By Dana McCalley, VP of Value-Based Care, Navina
LinkedIn: Dana McCalley, MBA
LinkedIn: Navina
The shift from fee-for-service to value-based care (VBC) is a complicated one for any healthcare organization. It requires changes to workflows and processes across virtually all teams and oftentimes entails integrating new technologies to support them through this journey.
Engaging clinicians with value-based goals can be particularly challenging. They must maintain their commitment to delivering high-quality care while adapting to new value-based standards and requirements.
For the value-based model to work, the entire team needs to understand the ins and outs of VBC, the reasons behind the organizational shift, and how risk-based contracts impact how the practice brings in revenue.
Recognizing this need, clinician engagement’s importance is coming to the fore. Organizations taking on risk have found success in deploying the same tactics they use for pursuing their own value-based objectives to individual providers and teams to help drive organizational alignment.
Value-based care metrics to drive alignment
Just as risk-bearing healthcare providers are measured and reimbursed based on HEDIS measures and risk adjustment, many of these same metrics may be used–with some adaptation and simplification–to incentivize providers and drive their engagement.
For example, as a proxy for risk adjustment, organizations may choose to measure the rate at which providers document and account for Hierarchical Condition Categories (HCCs). In many organizations, those recommendations are created by pre-chart review teams. Such organizations can track the rate at which providers address the recommendations and document them in the chart.
Considering the wide variety of HEDIS measures, organizations may choose to measure clinicians on specific measures, based on areas where the organization sees greater opportunity to improve across the board. Such measures may include:
- Annual Wellness Visits
- 30-day readmission rates
- Order rates for screening procedures
Designing performance-based incentives
Just as healthcare organizations have had to adjust from receiving straightforward FFS reimbursement to variable reimbursements tied to shared savings, capitation, etc. those organizations who choose to incentivize providers must define frameworks for those incentives.
When designing incentivization frameworks, plans have a number of decisions to make, including:
- Measuring performance on specific metrics individually or on overall performance across a group of metrics.
- Measuring individual providers on their performance independently, or distributing collective reward to teams or service lines.
- Granting incentives upon the achievement of certain minimum thresholds, or based on more granular percentile-based thresholds, where the payment will be a percentage of a base incentive amount.
Organizations considering incentive programs may elect to build financial compensation structures (for example, PMPM-based bonuses) around achieving certain results in the form of performance-based pay (i.e. separate bonuses or as part of the salary), or alternatively non-monetary rewards, such as personal time off.

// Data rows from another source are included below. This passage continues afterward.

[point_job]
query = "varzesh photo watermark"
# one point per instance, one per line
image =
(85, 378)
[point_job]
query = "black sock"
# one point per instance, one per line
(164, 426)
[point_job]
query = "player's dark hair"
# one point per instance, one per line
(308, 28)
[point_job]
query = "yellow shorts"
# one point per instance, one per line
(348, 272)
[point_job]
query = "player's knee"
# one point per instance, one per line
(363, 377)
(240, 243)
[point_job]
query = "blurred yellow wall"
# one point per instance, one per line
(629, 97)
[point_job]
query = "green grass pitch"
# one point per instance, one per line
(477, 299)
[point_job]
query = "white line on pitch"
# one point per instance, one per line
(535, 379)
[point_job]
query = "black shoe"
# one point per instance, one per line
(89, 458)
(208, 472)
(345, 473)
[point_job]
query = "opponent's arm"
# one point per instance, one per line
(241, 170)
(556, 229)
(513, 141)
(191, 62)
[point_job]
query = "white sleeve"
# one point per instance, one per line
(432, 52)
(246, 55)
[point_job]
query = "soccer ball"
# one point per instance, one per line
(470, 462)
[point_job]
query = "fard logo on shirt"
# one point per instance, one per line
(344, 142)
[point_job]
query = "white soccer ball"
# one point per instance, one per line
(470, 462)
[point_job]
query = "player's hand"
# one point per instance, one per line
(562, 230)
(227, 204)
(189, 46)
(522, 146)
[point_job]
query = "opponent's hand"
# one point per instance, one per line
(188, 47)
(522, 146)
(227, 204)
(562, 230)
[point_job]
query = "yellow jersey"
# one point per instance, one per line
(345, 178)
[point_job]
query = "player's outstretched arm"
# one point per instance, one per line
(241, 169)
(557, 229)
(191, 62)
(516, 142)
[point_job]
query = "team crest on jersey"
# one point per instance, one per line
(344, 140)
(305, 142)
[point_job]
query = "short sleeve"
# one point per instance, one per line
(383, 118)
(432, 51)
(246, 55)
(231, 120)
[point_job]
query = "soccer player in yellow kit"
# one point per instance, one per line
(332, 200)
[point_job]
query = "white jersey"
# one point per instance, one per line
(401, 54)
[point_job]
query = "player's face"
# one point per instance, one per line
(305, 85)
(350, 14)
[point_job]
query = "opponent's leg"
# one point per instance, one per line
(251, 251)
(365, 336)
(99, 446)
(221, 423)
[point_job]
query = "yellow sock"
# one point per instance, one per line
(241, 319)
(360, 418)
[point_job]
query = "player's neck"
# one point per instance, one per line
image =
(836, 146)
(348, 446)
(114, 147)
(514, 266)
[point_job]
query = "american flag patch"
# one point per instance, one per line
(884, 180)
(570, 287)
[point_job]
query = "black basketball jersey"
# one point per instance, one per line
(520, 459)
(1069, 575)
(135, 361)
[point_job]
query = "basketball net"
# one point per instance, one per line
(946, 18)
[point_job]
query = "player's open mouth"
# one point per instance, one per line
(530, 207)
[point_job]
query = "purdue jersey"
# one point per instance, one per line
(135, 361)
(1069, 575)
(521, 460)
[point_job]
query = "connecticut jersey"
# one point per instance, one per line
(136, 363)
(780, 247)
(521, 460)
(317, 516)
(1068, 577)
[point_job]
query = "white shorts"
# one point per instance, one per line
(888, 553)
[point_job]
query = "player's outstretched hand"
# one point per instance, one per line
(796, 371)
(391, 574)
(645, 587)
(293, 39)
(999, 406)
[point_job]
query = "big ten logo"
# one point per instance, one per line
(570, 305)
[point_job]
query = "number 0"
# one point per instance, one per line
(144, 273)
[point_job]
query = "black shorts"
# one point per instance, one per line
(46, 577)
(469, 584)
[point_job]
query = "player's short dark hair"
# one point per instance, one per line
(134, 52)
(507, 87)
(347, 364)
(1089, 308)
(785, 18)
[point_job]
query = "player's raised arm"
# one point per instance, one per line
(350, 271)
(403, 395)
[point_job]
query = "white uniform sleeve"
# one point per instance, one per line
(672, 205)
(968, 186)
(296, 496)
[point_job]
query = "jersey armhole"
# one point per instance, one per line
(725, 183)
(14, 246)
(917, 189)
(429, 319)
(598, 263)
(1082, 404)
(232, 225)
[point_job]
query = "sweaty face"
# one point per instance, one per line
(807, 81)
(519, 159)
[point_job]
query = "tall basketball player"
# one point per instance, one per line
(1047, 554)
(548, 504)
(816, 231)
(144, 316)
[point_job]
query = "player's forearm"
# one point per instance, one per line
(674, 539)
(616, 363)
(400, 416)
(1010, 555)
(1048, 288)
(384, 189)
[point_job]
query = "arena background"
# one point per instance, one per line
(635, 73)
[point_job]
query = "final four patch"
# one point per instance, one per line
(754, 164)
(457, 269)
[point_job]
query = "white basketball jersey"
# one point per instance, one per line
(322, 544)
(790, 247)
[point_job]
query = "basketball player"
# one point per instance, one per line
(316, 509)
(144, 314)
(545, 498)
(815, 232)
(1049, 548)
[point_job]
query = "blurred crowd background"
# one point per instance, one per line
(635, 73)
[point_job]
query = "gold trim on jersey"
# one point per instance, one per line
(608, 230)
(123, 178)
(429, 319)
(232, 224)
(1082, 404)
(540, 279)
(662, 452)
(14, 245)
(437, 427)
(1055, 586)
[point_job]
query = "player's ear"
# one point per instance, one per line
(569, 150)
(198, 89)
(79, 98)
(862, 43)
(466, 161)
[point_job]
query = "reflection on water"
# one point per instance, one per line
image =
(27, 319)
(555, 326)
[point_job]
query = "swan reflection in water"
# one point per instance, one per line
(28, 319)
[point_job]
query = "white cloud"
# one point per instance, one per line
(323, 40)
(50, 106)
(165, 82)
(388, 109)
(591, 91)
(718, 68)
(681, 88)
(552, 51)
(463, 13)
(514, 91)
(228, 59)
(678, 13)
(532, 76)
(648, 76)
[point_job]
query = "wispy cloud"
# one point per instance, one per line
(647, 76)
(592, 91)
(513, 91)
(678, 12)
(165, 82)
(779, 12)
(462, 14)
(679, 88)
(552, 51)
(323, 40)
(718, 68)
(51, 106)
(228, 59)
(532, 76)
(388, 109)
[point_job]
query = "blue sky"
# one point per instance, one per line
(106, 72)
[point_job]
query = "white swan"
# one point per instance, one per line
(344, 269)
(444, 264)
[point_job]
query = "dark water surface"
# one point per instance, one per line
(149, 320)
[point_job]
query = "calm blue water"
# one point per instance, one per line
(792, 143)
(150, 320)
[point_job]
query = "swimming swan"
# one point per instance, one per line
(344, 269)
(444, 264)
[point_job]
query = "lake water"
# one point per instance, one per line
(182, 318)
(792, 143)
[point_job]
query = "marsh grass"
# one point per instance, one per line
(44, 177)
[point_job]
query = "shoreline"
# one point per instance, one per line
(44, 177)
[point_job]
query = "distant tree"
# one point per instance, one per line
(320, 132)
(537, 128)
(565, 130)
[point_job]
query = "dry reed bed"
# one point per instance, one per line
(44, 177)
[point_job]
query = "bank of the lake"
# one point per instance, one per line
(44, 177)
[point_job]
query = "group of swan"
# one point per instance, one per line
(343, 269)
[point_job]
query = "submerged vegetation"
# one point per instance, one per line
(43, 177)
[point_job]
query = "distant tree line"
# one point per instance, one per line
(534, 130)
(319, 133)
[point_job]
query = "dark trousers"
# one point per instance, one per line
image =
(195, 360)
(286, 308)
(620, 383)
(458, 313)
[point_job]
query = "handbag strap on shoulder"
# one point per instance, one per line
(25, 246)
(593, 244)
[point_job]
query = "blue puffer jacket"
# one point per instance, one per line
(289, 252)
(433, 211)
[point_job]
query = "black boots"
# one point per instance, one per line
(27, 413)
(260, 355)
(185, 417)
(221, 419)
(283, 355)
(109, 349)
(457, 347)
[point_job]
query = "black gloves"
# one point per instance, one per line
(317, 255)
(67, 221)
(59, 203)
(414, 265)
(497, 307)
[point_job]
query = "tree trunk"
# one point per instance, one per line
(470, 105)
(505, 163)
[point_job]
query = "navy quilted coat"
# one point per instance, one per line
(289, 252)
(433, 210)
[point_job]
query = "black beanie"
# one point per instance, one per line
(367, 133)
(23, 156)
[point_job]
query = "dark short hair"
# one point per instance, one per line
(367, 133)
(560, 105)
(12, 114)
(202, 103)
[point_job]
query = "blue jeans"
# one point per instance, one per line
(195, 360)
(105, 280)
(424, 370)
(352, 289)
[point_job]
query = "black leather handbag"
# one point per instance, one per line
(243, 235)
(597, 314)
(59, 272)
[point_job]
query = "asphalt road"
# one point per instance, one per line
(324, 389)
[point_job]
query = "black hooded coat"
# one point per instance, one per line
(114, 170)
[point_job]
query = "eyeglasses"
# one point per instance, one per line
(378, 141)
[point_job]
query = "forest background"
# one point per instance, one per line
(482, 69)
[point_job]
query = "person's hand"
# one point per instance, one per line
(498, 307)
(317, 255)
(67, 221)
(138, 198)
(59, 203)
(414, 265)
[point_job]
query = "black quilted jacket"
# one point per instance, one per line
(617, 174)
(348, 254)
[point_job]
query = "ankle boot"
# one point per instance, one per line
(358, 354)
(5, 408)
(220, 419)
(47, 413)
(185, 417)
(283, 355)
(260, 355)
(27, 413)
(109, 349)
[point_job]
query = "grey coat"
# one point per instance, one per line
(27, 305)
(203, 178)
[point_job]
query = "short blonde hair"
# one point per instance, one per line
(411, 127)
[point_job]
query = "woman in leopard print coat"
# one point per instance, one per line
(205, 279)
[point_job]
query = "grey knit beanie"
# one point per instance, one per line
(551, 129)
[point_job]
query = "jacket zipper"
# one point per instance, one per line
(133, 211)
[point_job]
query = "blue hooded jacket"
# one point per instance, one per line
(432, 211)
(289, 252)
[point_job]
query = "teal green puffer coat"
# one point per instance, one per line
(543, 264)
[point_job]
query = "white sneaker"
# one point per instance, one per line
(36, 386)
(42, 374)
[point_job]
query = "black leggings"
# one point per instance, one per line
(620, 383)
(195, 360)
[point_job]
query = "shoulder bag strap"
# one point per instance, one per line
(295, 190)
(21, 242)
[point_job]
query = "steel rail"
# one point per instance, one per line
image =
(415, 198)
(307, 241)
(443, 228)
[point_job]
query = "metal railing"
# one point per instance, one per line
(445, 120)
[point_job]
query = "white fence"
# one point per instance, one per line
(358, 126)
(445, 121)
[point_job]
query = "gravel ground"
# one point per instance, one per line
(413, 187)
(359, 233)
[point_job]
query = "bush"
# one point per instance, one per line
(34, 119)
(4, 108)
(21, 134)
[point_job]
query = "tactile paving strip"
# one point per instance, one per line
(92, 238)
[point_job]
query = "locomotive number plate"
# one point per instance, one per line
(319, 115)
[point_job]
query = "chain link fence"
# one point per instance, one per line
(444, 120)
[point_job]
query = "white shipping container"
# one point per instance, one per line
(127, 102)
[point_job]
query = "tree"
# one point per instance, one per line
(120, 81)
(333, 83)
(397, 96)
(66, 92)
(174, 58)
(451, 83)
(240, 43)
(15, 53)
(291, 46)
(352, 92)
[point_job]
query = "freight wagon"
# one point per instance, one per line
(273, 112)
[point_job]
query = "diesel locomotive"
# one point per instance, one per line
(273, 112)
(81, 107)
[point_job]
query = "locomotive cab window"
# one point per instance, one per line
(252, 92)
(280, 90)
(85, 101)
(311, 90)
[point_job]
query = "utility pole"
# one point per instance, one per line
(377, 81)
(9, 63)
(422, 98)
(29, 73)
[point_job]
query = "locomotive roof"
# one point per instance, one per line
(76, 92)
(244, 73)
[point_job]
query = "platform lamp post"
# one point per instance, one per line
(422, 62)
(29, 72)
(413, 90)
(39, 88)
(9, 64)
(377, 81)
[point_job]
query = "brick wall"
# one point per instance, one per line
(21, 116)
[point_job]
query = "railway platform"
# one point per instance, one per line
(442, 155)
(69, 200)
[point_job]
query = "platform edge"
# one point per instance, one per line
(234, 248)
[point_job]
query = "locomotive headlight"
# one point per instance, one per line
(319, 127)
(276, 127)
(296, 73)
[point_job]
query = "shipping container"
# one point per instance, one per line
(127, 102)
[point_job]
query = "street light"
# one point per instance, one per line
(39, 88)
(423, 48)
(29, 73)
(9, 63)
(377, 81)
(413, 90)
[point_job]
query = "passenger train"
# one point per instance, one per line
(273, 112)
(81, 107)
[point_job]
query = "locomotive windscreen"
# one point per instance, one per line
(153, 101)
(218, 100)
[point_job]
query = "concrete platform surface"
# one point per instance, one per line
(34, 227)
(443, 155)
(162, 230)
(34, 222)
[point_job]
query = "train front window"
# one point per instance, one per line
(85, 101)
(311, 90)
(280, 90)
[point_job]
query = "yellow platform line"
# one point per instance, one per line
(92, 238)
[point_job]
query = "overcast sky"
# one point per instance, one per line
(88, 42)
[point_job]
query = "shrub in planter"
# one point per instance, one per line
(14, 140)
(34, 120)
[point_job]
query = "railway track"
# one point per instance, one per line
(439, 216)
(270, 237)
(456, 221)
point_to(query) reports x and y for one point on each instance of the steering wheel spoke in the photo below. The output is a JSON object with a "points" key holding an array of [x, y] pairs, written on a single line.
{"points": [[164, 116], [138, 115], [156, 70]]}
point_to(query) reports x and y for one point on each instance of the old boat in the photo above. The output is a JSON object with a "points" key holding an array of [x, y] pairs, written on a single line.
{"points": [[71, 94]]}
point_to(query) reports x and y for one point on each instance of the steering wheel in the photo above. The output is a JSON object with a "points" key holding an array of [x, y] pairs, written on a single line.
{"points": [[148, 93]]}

Another important consideration is the time it takes organizations making the transition to VBC to see shared savings–often upwards of a year. If possible, organizations may prefer to pay incentive bonuses from the start of the transition process because of their direct contribution to its success.
Leveraging technology
While incentive models can be powerful motivators in shaping provider behavior, healthcare organizations must also ensure that their teams are equipped with the right technology to successfully enable them to meet their goals.
There are two key categories of tools organizations should consider when incentivizing providers on value-based care-oriented objectives.
- Tools that enable providers to achieve their goals better. For example, to drive improvement in HCC-related documentation, providers should be equipped with solutions that surface HCC recommendations in an accurate and trustworthy way at the point of care.
- Analytics tools that enable real-time performance tracking, for individuals to understand how they are performing at any given time.
Innovative AI solutions are especially well-suited to boost clinician engagement and alignment with value-based goals. By helping ease the administrative burden, these solutions can help enhance clinicians’ efforts and foster productivity and engagement.
Additionally, these tools are often an essential part of any incentive program as a means of measuring and providing analytics feedback on both individual and collective performance.
By arming physicians with innovative tools and thoughtfully designing and implementing incentive models, healthcare organizations can foster a culture that supports a quicker adoption of value-based care, leading to better care quality, provider satisfaction, and operational efficiency.